Marsh, who won re-election in November, was smeared by ads with nasty racial overtones during the fall campaign. The ads pictured the senator with a sombrero and claimed he would “invite illegal immigrants to burst through the border.”
The source of these ads playing to racial hatred was difficult to trace. They were paid for by the Committee to Protect Alabama Jobs, a shadowy group that was largely untraceable and unaccountable. It was a hit-and-run smear job.
Turns out that the Committee to Protect Alabama Jobs committee chairman is Eric Williams, who works at Billy’s Bar and Grill in Birmingham.

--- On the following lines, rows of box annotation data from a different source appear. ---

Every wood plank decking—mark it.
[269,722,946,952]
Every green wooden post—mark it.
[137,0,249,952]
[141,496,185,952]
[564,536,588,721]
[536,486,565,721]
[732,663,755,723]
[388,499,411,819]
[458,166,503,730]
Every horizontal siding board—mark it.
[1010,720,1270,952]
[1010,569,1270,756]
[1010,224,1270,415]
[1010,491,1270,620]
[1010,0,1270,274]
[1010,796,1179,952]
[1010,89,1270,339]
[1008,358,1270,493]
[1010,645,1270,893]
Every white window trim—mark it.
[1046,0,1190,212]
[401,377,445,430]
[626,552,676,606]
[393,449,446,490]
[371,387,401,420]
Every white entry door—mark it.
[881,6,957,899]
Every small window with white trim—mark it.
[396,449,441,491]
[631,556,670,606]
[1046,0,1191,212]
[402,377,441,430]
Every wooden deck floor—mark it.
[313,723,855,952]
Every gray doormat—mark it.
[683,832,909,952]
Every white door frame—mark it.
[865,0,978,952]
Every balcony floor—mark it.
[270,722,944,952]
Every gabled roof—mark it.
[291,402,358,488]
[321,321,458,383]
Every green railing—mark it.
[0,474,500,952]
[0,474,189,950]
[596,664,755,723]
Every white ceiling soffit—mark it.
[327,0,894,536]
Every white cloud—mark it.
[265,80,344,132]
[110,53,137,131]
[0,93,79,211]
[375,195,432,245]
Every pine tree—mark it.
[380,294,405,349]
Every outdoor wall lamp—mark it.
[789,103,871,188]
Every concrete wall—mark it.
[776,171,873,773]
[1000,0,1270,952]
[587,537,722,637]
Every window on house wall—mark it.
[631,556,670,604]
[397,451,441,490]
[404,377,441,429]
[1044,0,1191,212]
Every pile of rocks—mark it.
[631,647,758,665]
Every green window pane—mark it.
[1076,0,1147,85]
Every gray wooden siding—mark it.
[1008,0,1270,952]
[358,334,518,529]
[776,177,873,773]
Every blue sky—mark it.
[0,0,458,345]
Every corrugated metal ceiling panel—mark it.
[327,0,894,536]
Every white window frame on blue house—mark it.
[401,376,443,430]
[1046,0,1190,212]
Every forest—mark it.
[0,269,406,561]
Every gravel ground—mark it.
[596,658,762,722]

The money to buy the ads came from a PAC closely tied to the Alabama Education Association. Joe Cottle, director of governmental relations for the AEA, told BamaFactCheck.com he didn’t recall details of the attack ad. “I’m sorry, but I write a lot of checks, and I don’t remember this one,” he said.
Really? We found a disgusting caricature of a senator darn near unforgettable. Oh, and it was legal under Alabama law that allows a perfect cover for big-money donors who don’t like their dealings widely known.
We hope that Sen. Marsh will remember it, as well.
When the interest groups that favor shade to democracy’s sunlight do their best to work around new campaign-finance laws — and you can bet that they will — that will be the time for Marsh to remind Montgomery what political operatives can do when the law favors secrecy.